Rosa Parks was an American activist in the civil rights movement best known for her pivotal role in the Montgomery bus boycott.
This holiday was created in 2000 by the state legislature of California; it commemorates civil rights leaders on the birthday of Rosa Parks — a Black woman who refused to give up her bus seat for white people in 1955.

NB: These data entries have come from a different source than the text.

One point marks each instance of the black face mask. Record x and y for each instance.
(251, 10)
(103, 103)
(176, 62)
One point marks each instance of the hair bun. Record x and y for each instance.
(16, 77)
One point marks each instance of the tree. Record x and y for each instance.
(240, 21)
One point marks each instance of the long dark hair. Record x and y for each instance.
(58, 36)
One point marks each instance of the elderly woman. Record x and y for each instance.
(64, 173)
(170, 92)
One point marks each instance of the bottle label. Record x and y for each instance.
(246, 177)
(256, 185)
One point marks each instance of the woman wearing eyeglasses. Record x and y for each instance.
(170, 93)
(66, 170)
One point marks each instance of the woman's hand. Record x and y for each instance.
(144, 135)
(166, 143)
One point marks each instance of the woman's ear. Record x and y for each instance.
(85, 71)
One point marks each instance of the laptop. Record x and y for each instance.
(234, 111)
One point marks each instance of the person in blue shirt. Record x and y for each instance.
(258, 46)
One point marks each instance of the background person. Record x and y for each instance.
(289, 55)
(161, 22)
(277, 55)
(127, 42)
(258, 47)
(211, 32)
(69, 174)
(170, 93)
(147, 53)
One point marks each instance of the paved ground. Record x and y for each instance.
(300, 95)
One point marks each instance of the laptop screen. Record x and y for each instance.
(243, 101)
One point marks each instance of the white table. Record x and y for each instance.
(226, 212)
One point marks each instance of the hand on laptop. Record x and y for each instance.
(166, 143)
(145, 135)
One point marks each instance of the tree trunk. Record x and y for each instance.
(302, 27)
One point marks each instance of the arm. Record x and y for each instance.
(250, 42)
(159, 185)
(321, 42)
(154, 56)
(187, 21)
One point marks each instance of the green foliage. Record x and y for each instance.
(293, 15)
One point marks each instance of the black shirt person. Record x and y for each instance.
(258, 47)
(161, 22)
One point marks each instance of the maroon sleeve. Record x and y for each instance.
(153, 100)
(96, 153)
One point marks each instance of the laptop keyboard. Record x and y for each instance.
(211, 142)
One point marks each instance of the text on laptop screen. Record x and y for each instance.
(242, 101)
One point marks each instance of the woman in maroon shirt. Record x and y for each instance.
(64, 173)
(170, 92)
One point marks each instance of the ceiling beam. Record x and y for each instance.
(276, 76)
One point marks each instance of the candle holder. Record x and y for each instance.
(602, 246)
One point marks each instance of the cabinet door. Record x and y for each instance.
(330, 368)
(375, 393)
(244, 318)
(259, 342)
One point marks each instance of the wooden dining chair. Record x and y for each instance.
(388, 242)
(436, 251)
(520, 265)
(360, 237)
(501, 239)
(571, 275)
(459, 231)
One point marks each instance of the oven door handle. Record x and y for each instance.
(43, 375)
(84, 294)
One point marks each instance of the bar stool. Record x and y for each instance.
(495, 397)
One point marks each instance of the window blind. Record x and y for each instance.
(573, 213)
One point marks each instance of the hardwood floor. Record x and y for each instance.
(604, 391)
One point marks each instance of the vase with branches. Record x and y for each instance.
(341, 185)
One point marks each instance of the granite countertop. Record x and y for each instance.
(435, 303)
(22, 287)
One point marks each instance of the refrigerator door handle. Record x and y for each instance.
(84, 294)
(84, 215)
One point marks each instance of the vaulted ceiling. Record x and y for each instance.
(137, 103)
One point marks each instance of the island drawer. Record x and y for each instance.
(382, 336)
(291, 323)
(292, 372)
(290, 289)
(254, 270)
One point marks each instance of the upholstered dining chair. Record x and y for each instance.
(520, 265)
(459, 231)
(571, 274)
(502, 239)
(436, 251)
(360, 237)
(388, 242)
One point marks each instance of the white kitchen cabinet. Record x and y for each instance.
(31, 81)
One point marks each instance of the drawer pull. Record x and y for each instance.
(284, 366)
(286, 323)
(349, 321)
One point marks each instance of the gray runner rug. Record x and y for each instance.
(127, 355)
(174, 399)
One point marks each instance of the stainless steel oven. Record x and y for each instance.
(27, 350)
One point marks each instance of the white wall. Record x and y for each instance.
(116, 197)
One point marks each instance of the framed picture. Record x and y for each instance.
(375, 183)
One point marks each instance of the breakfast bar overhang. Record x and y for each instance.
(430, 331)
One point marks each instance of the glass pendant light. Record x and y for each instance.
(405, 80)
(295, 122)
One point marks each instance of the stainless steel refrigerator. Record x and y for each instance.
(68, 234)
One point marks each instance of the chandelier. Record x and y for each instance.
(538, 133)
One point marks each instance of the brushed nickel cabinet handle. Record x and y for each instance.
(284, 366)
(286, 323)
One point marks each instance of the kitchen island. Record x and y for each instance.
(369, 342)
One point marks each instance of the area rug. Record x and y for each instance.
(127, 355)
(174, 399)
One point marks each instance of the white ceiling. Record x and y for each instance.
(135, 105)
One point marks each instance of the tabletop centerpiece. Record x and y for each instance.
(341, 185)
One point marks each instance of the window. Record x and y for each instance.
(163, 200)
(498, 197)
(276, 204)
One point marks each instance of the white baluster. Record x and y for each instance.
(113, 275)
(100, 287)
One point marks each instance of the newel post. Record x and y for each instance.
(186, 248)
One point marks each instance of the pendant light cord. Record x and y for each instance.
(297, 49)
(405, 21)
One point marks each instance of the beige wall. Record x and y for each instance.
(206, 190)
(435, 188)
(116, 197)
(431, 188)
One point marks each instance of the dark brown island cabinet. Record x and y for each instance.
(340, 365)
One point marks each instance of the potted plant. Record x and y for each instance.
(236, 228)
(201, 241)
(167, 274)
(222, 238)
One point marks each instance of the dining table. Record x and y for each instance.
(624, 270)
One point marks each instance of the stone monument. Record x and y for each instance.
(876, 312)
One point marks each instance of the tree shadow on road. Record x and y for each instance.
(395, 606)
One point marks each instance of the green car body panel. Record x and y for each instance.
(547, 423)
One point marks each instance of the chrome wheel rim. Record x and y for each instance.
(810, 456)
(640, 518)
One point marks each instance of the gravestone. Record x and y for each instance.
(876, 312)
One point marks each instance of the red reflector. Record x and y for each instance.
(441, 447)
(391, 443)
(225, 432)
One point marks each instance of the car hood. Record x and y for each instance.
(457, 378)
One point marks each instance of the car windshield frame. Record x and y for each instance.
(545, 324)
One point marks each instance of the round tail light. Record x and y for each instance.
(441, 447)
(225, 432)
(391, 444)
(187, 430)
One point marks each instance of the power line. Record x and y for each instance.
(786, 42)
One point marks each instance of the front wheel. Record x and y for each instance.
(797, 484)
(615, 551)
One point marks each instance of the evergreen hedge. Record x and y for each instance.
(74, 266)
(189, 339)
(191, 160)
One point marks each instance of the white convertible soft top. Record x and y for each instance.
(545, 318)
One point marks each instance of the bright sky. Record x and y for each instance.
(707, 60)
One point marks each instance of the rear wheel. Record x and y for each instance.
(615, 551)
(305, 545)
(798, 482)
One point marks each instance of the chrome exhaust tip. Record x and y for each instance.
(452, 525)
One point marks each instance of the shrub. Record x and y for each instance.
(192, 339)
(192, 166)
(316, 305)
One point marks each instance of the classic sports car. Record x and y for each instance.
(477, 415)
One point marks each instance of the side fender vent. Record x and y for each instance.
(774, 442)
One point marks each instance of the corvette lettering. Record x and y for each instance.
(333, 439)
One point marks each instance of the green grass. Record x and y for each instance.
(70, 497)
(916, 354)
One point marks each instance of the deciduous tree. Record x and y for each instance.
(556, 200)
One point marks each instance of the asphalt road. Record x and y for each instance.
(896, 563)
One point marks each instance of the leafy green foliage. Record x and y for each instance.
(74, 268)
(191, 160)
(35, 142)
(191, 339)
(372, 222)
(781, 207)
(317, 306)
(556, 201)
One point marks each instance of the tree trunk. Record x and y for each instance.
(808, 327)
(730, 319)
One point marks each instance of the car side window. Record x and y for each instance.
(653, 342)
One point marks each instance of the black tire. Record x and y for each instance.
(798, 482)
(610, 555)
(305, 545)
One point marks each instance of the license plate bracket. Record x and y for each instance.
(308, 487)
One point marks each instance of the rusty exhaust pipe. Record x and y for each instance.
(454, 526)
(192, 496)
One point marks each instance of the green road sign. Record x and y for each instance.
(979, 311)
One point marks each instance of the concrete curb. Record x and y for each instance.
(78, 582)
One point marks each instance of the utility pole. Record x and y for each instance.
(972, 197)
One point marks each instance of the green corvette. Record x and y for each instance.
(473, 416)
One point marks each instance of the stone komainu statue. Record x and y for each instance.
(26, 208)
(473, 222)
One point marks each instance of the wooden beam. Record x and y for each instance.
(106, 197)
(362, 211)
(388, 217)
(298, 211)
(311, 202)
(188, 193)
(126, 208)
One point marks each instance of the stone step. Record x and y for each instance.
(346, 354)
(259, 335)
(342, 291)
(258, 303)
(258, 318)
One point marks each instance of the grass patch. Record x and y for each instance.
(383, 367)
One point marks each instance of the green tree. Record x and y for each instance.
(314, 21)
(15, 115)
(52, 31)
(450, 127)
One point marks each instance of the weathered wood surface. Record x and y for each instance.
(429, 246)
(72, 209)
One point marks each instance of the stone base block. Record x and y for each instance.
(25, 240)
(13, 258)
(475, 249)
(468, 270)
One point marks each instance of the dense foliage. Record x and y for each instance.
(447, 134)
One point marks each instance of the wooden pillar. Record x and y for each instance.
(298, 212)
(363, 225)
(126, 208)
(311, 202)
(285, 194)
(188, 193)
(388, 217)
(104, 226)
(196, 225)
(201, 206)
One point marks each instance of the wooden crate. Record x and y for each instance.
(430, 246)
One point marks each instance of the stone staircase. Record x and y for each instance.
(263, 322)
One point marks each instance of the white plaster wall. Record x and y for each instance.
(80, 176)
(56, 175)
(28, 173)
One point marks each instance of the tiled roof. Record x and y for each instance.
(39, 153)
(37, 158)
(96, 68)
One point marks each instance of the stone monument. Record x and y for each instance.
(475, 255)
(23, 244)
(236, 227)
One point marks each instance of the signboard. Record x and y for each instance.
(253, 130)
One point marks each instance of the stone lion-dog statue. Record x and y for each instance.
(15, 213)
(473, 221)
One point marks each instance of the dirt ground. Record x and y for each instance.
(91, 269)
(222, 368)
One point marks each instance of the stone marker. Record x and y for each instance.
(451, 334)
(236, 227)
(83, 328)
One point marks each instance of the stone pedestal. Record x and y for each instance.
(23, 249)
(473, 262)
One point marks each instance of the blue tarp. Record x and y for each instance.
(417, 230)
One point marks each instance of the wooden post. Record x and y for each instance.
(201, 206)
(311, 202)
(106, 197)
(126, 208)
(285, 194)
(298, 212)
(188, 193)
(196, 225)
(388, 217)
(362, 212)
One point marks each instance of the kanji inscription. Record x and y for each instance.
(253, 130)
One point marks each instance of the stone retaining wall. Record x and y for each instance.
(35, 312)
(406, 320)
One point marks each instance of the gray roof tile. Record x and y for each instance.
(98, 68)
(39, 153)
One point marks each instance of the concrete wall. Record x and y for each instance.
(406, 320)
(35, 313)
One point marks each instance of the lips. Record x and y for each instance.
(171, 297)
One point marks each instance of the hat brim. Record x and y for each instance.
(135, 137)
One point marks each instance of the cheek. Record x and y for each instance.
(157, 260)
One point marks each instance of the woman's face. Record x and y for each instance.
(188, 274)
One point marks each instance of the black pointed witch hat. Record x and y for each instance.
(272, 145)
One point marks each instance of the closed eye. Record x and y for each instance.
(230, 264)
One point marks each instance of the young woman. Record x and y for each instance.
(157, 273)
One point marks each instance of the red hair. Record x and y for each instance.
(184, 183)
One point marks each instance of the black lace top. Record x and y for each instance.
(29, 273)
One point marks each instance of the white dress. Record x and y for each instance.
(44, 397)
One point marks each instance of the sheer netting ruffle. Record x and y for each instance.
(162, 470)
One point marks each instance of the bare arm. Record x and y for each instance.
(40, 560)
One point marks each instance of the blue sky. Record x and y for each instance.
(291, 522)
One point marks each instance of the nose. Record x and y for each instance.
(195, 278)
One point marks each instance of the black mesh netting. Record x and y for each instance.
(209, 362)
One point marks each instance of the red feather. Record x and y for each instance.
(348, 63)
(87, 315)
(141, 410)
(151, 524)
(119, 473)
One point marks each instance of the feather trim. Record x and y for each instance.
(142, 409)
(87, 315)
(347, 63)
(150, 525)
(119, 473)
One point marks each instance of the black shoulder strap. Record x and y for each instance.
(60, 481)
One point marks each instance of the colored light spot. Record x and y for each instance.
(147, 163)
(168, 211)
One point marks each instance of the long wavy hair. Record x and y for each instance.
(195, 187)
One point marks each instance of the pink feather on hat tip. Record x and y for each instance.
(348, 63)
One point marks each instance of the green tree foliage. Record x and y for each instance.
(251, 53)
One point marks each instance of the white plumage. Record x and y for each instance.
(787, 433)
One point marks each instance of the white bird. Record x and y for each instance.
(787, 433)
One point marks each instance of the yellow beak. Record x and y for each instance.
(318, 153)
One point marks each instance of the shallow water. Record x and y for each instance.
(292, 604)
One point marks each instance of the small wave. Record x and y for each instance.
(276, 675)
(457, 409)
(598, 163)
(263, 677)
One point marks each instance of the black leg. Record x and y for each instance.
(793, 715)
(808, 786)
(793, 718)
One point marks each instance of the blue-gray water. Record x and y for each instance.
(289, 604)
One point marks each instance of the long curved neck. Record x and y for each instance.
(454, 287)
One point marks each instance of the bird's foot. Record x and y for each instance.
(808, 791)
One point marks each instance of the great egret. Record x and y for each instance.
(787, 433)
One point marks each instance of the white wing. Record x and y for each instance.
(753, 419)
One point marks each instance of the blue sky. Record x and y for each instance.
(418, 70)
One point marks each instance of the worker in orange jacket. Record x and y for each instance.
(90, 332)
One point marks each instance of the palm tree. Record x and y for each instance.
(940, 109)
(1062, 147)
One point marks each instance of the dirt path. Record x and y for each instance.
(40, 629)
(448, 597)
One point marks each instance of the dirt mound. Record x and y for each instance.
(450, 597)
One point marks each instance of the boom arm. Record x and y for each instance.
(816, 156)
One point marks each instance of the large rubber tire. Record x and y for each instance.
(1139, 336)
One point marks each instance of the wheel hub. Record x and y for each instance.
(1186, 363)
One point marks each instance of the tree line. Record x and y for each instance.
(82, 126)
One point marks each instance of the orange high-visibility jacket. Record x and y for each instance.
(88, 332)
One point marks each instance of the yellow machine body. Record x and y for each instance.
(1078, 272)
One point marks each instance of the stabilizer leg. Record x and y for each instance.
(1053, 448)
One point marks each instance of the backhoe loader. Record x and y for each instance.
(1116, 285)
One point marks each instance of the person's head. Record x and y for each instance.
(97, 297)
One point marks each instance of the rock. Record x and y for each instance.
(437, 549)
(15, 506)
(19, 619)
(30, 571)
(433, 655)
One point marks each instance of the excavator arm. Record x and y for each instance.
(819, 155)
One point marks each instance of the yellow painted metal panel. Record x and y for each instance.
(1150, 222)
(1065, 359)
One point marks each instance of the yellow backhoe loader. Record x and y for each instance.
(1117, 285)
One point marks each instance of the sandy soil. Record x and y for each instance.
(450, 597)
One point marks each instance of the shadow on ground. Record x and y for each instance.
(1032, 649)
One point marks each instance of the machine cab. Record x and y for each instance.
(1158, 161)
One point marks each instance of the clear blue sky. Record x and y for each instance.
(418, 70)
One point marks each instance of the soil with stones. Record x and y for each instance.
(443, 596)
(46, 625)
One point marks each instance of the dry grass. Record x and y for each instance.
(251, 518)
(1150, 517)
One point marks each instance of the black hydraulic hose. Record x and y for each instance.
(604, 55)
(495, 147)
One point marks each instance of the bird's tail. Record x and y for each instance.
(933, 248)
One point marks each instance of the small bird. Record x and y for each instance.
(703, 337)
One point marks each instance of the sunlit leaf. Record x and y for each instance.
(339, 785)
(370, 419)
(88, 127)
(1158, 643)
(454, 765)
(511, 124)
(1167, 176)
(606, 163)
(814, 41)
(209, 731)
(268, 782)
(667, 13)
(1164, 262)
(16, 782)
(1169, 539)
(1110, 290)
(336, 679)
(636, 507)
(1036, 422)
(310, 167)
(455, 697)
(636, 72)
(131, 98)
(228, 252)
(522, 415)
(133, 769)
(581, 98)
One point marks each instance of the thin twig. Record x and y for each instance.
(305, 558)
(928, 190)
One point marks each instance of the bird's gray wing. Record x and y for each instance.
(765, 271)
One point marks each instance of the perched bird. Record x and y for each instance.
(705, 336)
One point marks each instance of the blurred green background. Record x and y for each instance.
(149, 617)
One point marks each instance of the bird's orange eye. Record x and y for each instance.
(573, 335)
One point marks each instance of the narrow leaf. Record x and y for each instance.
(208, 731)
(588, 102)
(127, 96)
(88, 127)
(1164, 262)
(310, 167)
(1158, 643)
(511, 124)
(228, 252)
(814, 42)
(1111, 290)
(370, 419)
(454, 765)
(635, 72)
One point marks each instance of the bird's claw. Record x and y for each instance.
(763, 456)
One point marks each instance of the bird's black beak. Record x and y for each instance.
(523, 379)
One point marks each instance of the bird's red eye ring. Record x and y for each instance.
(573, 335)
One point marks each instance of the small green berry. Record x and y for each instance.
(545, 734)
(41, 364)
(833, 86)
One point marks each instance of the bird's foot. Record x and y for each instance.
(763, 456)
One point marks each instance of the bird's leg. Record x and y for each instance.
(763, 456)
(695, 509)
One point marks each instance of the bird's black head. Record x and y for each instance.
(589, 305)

In 1955, on 1st December, Posa Parks boarded a bus in her hometown of Montgomery, Alabama, after a long hectic work day. She sat in the ‘colored’ section as she took the Cleveland Avenue bus home. Soon the bus started getting full. As per the Montgomery city ordinance, bus drivers can assign passengers seats. But it doesn’t allow them to demand the passenger leave their seats.
Despite this, bus drivers asked black commuters to leave their seats and give them to white passengers at times when public transportation gets full. Rosa refused to give her seat to a white passenger and ended up getting arrested. On 5th December she was found guilty of violating the city ordinance by the court and ordered to pay her fine of $10 plus a court fee.
The Rosa Parks Memorial was unveiled in Montgomery, Alabama in 2021; the Rosa Parks bus was restored by The Henry Ford Museum of American Innovation in Dearborn, Michigan in 2001 and is now part of the museum's, "With Liberty and Justice for All" exhibit.
Rosa Parks Day should be observed by learning about Rosa Parks and some of her more notable quotes, such as, "I had given up my seat before, but this day, I was especially tired. Tired from my work as a seamstress, and tired from the ache in my heart."
In Ohio and Oregon it is celebrated on December 1st, the day Rosa Parks was arrested.